Días después, el anuncio oficial de la rendición fue emitido.
En Tinian, en Washington, en Los Álamos, en Tokio, en un campo alemán donde Otto intentaba entender otra parte del mundo, la noticia llegó con matices distintos.
En un almacén de la base, cajas con componentes metálicos quedaron apiladas, sin viajar nunca al Pacífico.
En la mesa de Miller, el papel de la tercera fecha se quedó sin círculo rojo.
Jim Harris se enteró de que su B-29, el que había sido señalado discretamente para una misión que nadie nombraba, volvería a ser “solo” un bombardero más.
Se sentó en la escalera del avión.
Lewis, el mecánico, se acercó.
—¿Aliviado? —preguntó.
Jim dudó.
—Más que nada… vacío —respondió—. Pasé una semana mentalmente preparándome para soltar algo que no quería, y ahora me dicen que no hará falta. Me alegro. Pero me pregunto cuán cerca estuvimos de que sí hiciera falta.
Lewis se encogió de hombros.
—Quizá esa palabra “falta” sea la clave —dijo—. A algunos les faltó coraje para seguir.

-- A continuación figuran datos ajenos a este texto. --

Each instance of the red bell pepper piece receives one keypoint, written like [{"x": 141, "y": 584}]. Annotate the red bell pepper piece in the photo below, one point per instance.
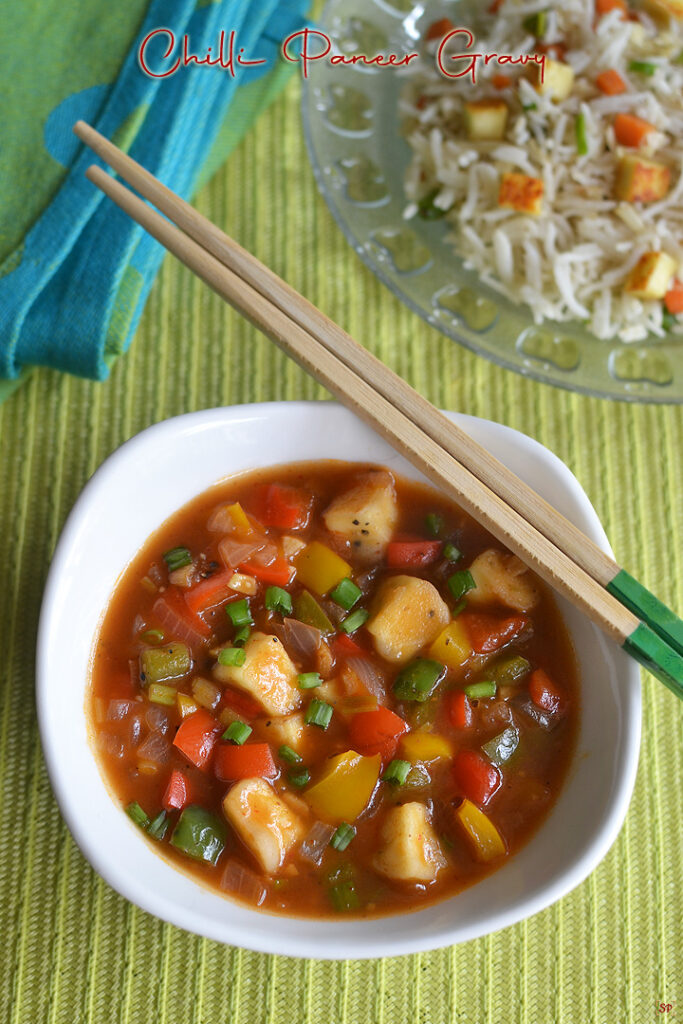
[
  {"x": 475, "y": 777},
  {"x": 488, "y": 633},
  {"x": 249, "y": 761},
  {"x": 197, "y": 737},
  {"x": 412, "y": 552}
]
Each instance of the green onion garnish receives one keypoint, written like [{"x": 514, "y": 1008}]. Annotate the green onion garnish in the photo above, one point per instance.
[
  {"x": 240, "y": 613},
  {"x": 135, "y": 812},
  {"x": 299, "y": 778},
  {"x": 159, "y": 825},
  {"x": 287, "y": 754},
  {"x": 278, "y": 599},
  {"x": 354, "y": 621},
  {"x": 418, "y": 680},
  {"x": 642, "y": 68},
  {"x": 318, "y": 713},
  {"x": 460, "y": 583},
  {"x": 452, "y": 553},
  {"x": 434, "y": 523},
  {"x": 176, "y": 558},
  {"x": 486, "y": 688},
  {"x": 231, "y": 655},
  {"x": 309, "y": 680},
  {"x": 342, "y": 837},
  {"x": 346, "y": 594},
  {"x": 238, "y": 732},
  {"x": 396, "y": 772}
]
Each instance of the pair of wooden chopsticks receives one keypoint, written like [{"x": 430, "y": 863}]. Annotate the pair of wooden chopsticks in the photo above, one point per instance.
[{"x": 517, "y": 516}]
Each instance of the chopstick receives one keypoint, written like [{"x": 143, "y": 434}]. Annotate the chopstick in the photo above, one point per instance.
[{"x": 508, "y": 508}]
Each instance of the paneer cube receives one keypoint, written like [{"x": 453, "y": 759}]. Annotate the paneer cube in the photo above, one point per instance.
[
  {"x": 651, "y": 276},
  {"x": 366, "y": 515},
  {"x": 521, "y": 193},
  {"x": 503, "y": 579},
  {"x": 267, "y": 675},
  {"x": 485, "y": 119},
  {"x": 554, "y": 78},
  {"x": 410, "y": 850},
  {"x": 408, "y": 613},
  {"x": 267, "y": 826},
  {"x": 640, "y": 180}
]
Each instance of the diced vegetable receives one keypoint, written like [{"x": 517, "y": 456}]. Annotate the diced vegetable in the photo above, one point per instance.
[
  {"x": 418, "y": 680},
  {"x": 409, "y": 850},
  {"x": 319, "y": 567},
  {"x": 408, "y": 614},
  {"x": 475, "y": 777},
  {"x": 344, "y": 787},
  {"x": 197, "y": 736},
  {"x": 248, "y": 761},
  {"x": 170, "y": 662},
  {"x": 200, "y": 835},
  {"x": 267, "y": 675},
  {"x": 481, "y": 834},
  {"x": 366, "y": 515},
  {"x": 640, "y": 180},
  {"x": 263, "y": 821}
]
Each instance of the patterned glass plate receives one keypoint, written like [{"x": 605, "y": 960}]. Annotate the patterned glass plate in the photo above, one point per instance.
[{"x": 351, "y": 123}]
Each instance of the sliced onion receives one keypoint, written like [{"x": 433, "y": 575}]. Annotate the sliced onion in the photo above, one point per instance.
[
  {"x": 156, "y": 750},
  {"x": 243, "y": 883},
  {"x": 369, "y": 675},
  {"x": 233, "y": 552},
  {"x": 174, "y": 626},
  {"x": 316, "y": 842}
]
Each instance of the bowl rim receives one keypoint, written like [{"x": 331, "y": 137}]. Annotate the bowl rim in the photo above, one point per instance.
[{"x": 342, "y": 945}]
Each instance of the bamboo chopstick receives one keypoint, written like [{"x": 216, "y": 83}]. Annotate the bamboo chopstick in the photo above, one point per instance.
[{"x": 395, "y": 420}]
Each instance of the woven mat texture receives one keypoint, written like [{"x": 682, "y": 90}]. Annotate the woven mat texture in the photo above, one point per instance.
[{"x": 73, "y": 950}]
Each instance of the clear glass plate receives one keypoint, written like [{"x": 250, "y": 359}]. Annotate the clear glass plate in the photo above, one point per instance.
[{"x": 351, "y": 124}]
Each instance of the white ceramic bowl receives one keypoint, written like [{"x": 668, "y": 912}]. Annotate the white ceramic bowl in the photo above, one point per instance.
[{"x": 128, "y": 498}]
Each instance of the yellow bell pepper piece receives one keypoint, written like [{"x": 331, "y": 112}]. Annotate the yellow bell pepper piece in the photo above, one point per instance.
[
  {"x": 344, "y": 788},
  {"x": 425, "y": 747},
  {"x": 452, "y": 646},
  {"x": 481, "y": 833},
  {"x": 318, "y": 567}
]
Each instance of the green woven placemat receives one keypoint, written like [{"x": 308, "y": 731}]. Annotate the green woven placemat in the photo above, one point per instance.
[{"x": 73, "y": 950}]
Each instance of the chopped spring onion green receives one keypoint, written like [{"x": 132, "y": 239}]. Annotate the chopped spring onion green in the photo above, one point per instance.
[
  {"x": 582, "y": 136},
  {"x": 460, "y": 583},
  {"x": 452, "y": 553},
  {"x": 501, "y": 748},
  {"x": 299, "y": 778},
  {"x": 176, "y": 558},
  {"x": 318, "y": 713},
  {"x": 287, "y": 754},
  {"x": 238, "y": 732},
  {"x": 342, "y": 837},
  {"x": 240, "y": 613},
  {"x": 486, "y": 688},
  {"x": 158, "y": 693},
  {"x": 354, "y": 621},
  {"x": 278, "y": 599},
  {"x": 643, "y": 68},
  {"x": 418, "y": 680},
  {"x": 434, "y": 523},
  {"x": 346, "y": 594},
  {"x": 396, "y": 772},
  {"x": 135, "y": 812},
  {"x": 152, "y": 636},
  {"x": 309, "y": 680},
  {"x": 159, "y": 825},
  {"x": 231, "y": 655}
]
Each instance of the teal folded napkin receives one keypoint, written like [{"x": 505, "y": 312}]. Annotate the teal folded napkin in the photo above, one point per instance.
[{"x": 75, "y": 271}]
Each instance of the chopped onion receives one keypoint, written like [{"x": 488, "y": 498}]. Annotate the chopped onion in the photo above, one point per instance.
[
  {"x": 316, "y": 842},
  {"x": 241, "y": 882}
]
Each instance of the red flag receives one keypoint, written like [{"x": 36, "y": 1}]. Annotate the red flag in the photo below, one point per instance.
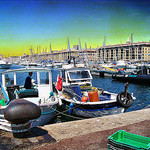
[{"x": 59, "y": 83}]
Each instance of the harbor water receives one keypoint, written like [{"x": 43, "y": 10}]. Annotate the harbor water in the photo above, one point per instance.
[{"x": 141, "y": 92}]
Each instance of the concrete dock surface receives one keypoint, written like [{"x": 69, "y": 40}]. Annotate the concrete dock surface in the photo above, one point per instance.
[{"x": 88, "y": 134}]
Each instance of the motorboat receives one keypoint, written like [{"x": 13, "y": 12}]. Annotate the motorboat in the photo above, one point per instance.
[
  {"x": 141, "y": 76},
  {"x": 26, "y": 100},
  {"x": 79, "y": 97},
  {"x": 4, "y": 65}
]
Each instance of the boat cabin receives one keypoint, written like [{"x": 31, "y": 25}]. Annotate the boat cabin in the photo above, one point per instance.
[
  {"x": 15, "y": 79},
  {"x": 76, "y": 75}
]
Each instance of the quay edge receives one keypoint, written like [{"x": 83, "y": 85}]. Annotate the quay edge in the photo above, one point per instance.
[{"x": 92, "y": 133}]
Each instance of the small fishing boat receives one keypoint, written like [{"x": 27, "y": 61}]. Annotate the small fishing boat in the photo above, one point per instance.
[
  {"x": 77, "y": 95},
  {"x": 4, "y": 65},
  {"x": 22, "y": 105},
  {"x": 141, "y": 76}
]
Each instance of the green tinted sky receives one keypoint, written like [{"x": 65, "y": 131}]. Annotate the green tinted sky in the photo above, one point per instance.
[{"x": 39, "y": 22}]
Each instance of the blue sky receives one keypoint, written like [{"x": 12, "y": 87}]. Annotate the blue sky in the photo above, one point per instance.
[{"x": 41, "y": 22}]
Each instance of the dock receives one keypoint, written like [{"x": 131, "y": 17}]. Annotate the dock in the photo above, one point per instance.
[
  {"x": 85, "y": 134},
  {"x": 105, "y": 71}
]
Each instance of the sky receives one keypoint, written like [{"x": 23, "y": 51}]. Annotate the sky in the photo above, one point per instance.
[{"x": 37, "y": 23}]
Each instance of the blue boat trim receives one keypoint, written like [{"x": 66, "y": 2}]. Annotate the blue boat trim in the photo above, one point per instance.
[
  {"x": 45, "y": 113},
  {"x": 98, "y": 109}
]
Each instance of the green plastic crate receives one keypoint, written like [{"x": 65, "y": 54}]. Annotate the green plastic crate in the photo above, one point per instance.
[
  {"x": 126, "y": 140},
  {"x": 2, "y": 102}
]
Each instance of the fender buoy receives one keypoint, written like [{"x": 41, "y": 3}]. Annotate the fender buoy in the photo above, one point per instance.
[
  {"x": 70, "y": 108},
  {"x": 124, "y": 101}
]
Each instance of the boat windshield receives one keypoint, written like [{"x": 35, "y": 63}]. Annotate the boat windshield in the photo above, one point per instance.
[{"x": 79, "y": 75}]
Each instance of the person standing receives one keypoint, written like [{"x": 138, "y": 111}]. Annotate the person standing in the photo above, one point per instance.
[{"x": 28, "y": 83}]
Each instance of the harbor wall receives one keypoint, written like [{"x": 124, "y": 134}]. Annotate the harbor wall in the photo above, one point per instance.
[{"x": 92, "y": 133}]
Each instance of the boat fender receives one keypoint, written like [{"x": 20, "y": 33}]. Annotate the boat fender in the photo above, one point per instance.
[
  {"x": 124, "y": 101},
  {"x": 20, "y": 111},
  {"x": 84, "y": 99},
  {"x": 70, "y": 108}
]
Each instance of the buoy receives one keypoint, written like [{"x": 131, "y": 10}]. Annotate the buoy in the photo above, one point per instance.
[
  {"x": 84, "y": 99},
  {"x": 20, "y": 111},
  {"x": 70, "y": 108}
]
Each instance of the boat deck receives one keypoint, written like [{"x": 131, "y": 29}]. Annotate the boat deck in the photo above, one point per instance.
[{"x": 83, "y": 134}]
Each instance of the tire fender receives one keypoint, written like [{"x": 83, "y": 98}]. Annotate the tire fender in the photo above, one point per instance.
[{"x": 124, "y": 101}]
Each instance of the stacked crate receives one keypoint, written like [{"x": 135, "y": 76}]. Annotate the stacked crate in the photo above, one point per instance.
[{"x": 122, "y": 140}]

A otros les faltó freno para detenerse. Y en algún punto, por una vez, las dos faltas se compensaron.
Años más tarde, en un aula universitaria, un profesor de historia proyectaba en la pantalla la imagen de una agenda de 1945 con varias fechas subrayadas.
—La mayoría conoce el 6 y el 9 de agosto —dijo—. Lo que pocos saben es que había planes concretos para usar otro artefacto a finales de mes, y más después. No eran fantasías. Eran órdenes en papel, rampas en Tinian, núcleos en Los Álamos. Y también eran discusiones en salas como esta, donde civiles y militares debatían si cruzar una línea más.
Un estudiante levantó la mano.
—Profesor —dijo—, entonces, ¿qué “detuvo” la tercera bomba? ¿El emperador? ¿Truman? ¿Los científicos?
El profesor sonrió con una mezcla de cansancio y respeto por la pregunta.
—La detuvo una combinación incómoda —respondió—: el miedo de unos, la presión de otros, la entrada de la Unión Soviética en la guerra, la intervención del emperador, el cálculo político de Truman de que dos eran “suficientes” para el mensaje sin volverse inaceptable hasta para sus propios ciudadanos. No fue una sola persona o un solo gesto. Fue un amasijo de decisiones tomadas bajo tensión casi insoportable.
Pausó.
—Y, sí —añadió—, en el fondo de todo, estuvo la realidad física de bombas adicionales en preparación. La idea de que, si Japón no se rendía, la tercera caería. El plan existía. No era un mito. Lo que se volvió mito, por suerte, fue su ejecución.
El aula se quedó en silencio.
En algún lugar, quizá en una sala de estar tranquila, un veterano como Joe Ramírez o Jack Halpern veía esas explicaciones en la televisión y pensaba en cuántas discusiones, papeles, cables y silencios se escondían detrás de cada línea de esos libros.
Porque la historia del “secreto plan norteamericano para lanzar una tercera bomba” no era solo la de un calendario con fechas.
Era la de un coronel en Tinian leyendo un documento que le pedía prepararse para algo que no quería nombrar.
La de científicos en el desierto cuestionando su propia obra.
La de ministros japoneses debatiendo si soportar “una más” era posible.
La de un presidente en Washington que, por una vez, decidió decir “basta” antes de usar todo lo que tenía.
Y la de una bomba que nunca se lanzó, pero cuya sombra ayudó a empujar a todos los demás hacia la puerta de salida.